Kejadian lain yang saya ingat adalah ketika mau nonton pameran kerja di komplek bandara templehoff Berlin. Nah, untuk masuk, disana kita harus daftar dulu, kemudian akan dikasi badge nama. Setelah antri dan ketemu sama si nyakwa di meja, saya hanya diserahkan sebuah laptop untuk mengisi sendiri formnya. Seperti biasa, karena harus menulis nama depan dan nama belakang, ya saya ulang saja dua kali, seperti di bank. Setelah semua data di entri, badge nama akan di print secara otomatis. Nah, ketika mengambil badge nama dari printer, dia sempat membaca nama saya, dan ketika mau diserahkan, dia bilang, "sepertinya kamu salah tulis, kamu ulang nama depan dan nama belakang", katanya. "oh tidak, saya hanya punya satu nama, jadi saya ulang saja dua kali". Mendengar jawaban tadi, ketawanya lepas, selepasnya, bahkan orang yang lagi antri dibelakang saya jadi kaget, apa yang membuat cewek manis ini ketawa begitu terbahaknya. Tak mau kalah, saya juga ikut ketawa, hahahahah.
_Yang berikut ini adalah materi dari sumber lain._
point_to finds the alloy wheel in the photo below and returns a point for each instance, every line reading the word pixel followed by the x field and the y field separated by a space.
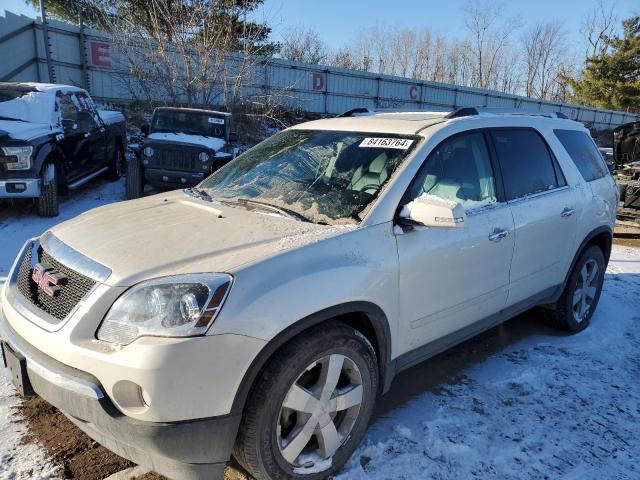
pixel 318 412
pixel 586 290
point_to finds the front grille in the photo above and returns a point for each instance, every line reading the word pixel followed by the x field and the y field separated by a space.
pixel 170 158
pixel 74 288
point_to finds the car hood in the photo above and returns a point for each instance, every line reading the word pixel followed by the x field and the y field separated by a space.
pixel 170 234
pixel 25 130
pixel 212 143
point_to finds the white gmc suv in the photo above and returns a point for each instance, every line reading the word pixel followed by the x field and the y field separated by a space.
pixel 261 313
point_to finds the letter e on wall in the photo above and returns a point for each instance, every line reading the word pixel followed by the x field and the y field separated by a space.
pixel 100 54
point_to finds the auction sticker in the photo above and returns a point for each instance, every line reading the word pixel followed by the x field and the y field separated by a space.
pixel 397 143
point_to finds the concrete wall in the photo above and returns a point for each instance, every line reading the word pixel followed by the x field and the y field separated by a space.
pixel 94 65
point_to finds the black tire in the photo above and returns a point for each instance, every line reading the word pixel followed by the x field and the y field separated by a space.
pixel 561 315
pixel 48 201
pixel 135 179
pixel 116 165
pixel 257 448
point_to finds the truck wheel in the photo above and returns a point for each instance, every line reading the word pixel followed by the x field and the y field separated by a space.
pixel 311 406
pixel 574 309
pixel 48 200
pixel 116 165
pixel 135 179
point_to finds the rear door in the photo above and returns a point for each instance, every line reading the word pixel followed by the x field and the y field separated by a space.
pixel 603 202
pixel 451 278
pixel 544 210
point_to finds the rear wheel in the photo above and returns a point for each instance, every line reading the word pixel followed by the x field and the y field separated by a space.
pixel 48 202
pixel 116 165
pixel 310 408
pixel 576 306
pixel 135 179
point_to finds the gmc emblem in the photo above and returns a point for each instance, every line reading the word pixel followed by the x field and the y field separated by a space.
pixel 47 279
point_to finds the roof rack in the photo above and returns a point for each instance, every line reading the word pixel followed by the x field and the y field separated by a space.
pixel 471 111
pixel 457 113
Kemudian, ada juga kasus dimana kantor yang tidak mau mengulang nama saya, tapi harus ditulis sesuai dengan paspor, jadinya nama depan saya kosong diganti dengan tanda (-). Lengkapnya begini: - martunis. Dan apa yang terjadi selanjutnya? Ketika saya terima surat resmi dari mereka, kata-kata suratnya dimulai sebagai berikut;
Dear -
Dan untuk ini bisa saya pastikan kalau suranya dikirim otomatis, tanpa dicek sebelumnya, kalau tidak mana tega mereka sebut nama orang dengan tanda -.
Dan kejadian nama terulang lagi tadi sore, ketika saya mau mengambil barang dari pos yang dititipkan di toko tetangga rumah. Karena memang tak pernah kenalan, jadinya kalau mau ambil barang ya harus nunjukin KTP. Dan ketika saya tunjukkan KTP saya, berkali-kali dia tanya "vorname bitte". Akhirnya ya saya harus berceramah lagi seperti yang saya lakukan ke pegawai bank, harus ngulang lagi kalau satu nama di Indonesia cukup umum, dari presiden sampai saya. Pengunjung yang mau belanja malah serius mendengar ceramah saya. Wah, seru juga kalau dipikir-pikir bisa ngasih kuliah ke orang Jerman tentang nama ya? Hom lah!